Paleo Mexican Layered Dip
Prep Time: 10 minutes
Total Time: 20 minutes
Serves: Varies (double for a large party)
•1 (8oz.) package tempeh
•1 can black beans
•½ cup tomato sauce
•1 small onion, diced
•½ red pepper, diced
•½ green pepper, diced
•2 cups guacamole
•1 cup canned green chilis, diced
•½ cup sliced black olives
•1 large tomato, diced
•⅓ cup fresh cilantro
•Avocado oil for sautéing
•4 Tbsp taco seasoning (or make your own using: 1 Tbsp chili powder, ½ tsp paprika, 1 ½ tsp cumin, ¼ tsp garlic powder, ¼ tsp onion powder, ¼ tsp red pepper flakes, 1 tsp thyme, 1 tsp oregano, 1 tsp black pepper, 1 tsp salt)
•Optional: top with crumbled non-dairy cheese
1. Blend your spices if creating your own seasoning.
2. Drain black beans and mix with 2 Tbsp. Taco seasoning in a small bowl.
3. Pulse tempeh in food processor until it’s the consistency of crumbles.
4. In a sauté pan, add a dash of avocado oil over medium heat. Add onions, red and green peppers, beef sticks, and tempeh.
5. Cook until browned, then stir in taco seasoning and tomato sauce. Let simmer while chopping your other veggies.

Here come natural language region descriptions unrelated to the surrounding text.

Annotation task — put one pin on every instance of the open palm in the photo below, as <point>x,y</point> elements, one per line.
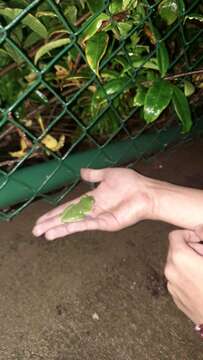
<point>121,199</point>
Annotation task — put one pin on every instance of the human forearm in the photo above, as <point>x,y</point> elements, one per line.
<point>177,205</point>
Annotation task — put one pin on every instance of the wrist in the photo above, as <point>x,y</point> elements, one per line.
<point>175,204</point>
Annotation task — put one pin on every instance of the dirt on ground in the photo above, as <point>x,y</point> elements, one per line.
<point>96,295</point>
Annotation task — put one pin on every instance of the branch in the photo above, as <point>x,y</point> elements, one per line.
<point>32,52</point>
<point>185,74</point>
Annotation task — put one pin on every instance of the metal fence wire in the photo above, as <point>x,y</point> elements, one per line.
<point>69,86</point>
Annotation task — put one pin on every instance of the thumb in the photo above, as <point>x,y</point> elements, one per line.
<point>92,175</point>
<point>197,247</point>
<point>199,231</point>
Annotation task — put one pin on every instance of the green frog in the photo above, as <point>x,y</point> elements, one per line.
<point>78,211</point>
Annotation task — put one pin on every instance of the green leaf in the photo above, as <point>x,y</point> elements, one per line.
<point>13,54</point>
<point>50,46</point>
<point>182,109</point>
<point>157,99</point>
<point>197,17</point>
<point>29,20</point>
<point>127,4</point>
<point>71,13</point>
<point>95,50</point>
<point>181,7</point>
<point>94,26</point>
<point>162,57</point>
<point>116,6</point>
<point>168,10</point>
<point>139,98</point>
<point>189,88</point>
<point>96,6</point>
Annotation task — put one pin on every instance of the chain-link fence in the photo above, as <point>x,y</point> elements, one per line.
<point>82,85</point>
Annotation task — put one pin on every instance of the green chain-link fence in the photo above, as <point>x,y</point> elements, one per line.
<point>73,88</point>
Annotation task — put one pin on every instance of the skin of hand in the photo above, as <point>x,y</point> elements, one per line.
<point>77,212</point>
<point>121,199</point>
<point>184,272</point>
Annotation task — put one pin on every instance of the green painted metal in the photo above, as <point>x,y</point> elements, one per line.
<point>25,184</point>
<point>21,184</point>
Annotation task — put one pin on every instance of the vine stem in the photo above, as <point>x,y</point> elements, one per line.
<point>32,52</point>
<point>184,74</point>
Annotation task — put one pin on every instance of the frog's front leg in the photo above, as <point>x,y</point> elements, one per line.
<point>77,212</point>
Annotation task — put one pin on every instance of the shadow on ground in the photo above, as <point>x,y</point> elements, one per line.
<point>95,296</point>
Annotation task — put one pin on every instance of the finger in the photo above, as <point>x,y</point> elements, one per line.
<point>68,229</point>
<point>93,175</point>
<point>176,297</point>
<point>52,222</point>
<point>179,239</point>
<point>199,231</point>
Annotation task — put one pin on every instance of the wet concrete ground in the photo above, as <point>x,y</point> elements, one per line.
<point>95,296</point>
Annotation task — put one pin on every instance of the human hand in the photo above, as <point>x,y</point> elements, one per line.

6. Dice all veggies, keeping them separate for now.
7. Once the tempeh has reduced and thickened for 5-7 minutes, remove from heat and use as your bottom layer for your dip on whatever serving dish you’re using.

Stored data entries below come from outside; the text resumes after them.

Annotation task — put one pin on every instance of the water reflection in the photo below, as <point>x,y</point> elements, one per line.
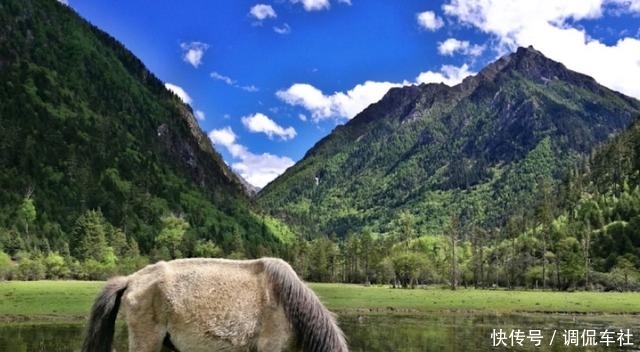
<point>473,332</point>
<point>393,332</point>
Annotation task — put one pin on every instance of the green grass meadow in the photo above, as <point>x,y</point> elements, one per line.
<point>71,300</point>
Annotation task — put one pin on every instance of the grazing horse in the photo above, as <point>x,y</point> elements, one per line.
<point>193,305</point>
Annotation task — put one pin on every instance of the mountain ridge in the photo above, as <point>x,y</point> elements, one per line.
<point>85,126</point>
<point>397,154</point>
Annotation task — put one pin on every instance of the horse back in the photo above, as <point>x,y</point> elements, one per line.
<point>209,304</point>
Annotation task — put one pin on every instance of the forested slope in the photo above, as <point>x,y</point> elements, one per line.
<point>89,138</point>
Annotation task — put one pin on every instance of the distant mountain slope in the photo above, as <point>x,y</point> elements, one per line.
<point>434,151</point>
<point>84,125</point>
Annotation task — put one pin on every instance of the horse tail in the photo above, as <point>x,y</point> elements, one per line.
<point>315,327</point>
<point>102,319</point>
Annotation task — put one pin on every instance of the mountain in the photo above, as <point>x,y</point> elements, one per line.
<point>480,149</point>
<point>84,126</point>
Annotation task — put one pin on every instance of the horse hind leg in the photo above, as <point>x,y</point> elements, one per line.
<point>146,338</point>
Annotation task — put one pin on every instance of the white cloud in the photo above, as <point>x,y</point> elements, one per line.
<point>429,20</point>
<point>223,78</point>
<point>262,12</point>
<point>232,82</point>
<point>285,29</point>
<point>452,45</point>
<point>261,123</point>
<point>449,75</point>
<point>339,104</point>
<point>547,25</point>
<point>250,88</point>
<point>193,52</point>
<point>258,170</point>
<point>313,5</point>
<point>346,105</point>
<point>177,90</point>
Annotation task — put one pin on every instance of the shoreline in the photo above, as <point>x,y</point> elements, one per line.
<point>70,301</point>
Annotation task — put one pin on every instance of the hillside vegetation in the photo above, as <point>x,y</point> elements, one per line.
<point>490,182</point>
<point>99,163</point>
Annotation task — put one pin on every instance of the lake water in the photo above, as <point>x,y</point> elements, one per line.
<point>428,332</point>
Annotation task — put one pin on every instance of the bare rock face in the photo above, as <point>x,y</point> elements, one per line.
<point>421,144</point>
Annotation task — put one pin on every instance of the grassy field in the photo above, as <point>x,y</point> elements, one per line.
<point>71,300</point>
<point>342,297</point>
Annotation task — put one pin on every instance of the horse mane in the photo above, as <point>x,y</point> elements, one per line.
<point>315,327</point>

8. Add layer of seasoned black beans.
9. Add another layer consisting of half of your diced tomatoes and half of your chilis.
10. Next, add your guacamole layer and top with your sliced olives, remaining chilis and tomatoes, and chopped fresh cilantro.
11. Optional: top with non-dairy crumbled cheese of choice (although we wouldn’t recommend any pungent flavors like blue cheese!)
12. Serve with plantain chips for a sweet offset to all this spice.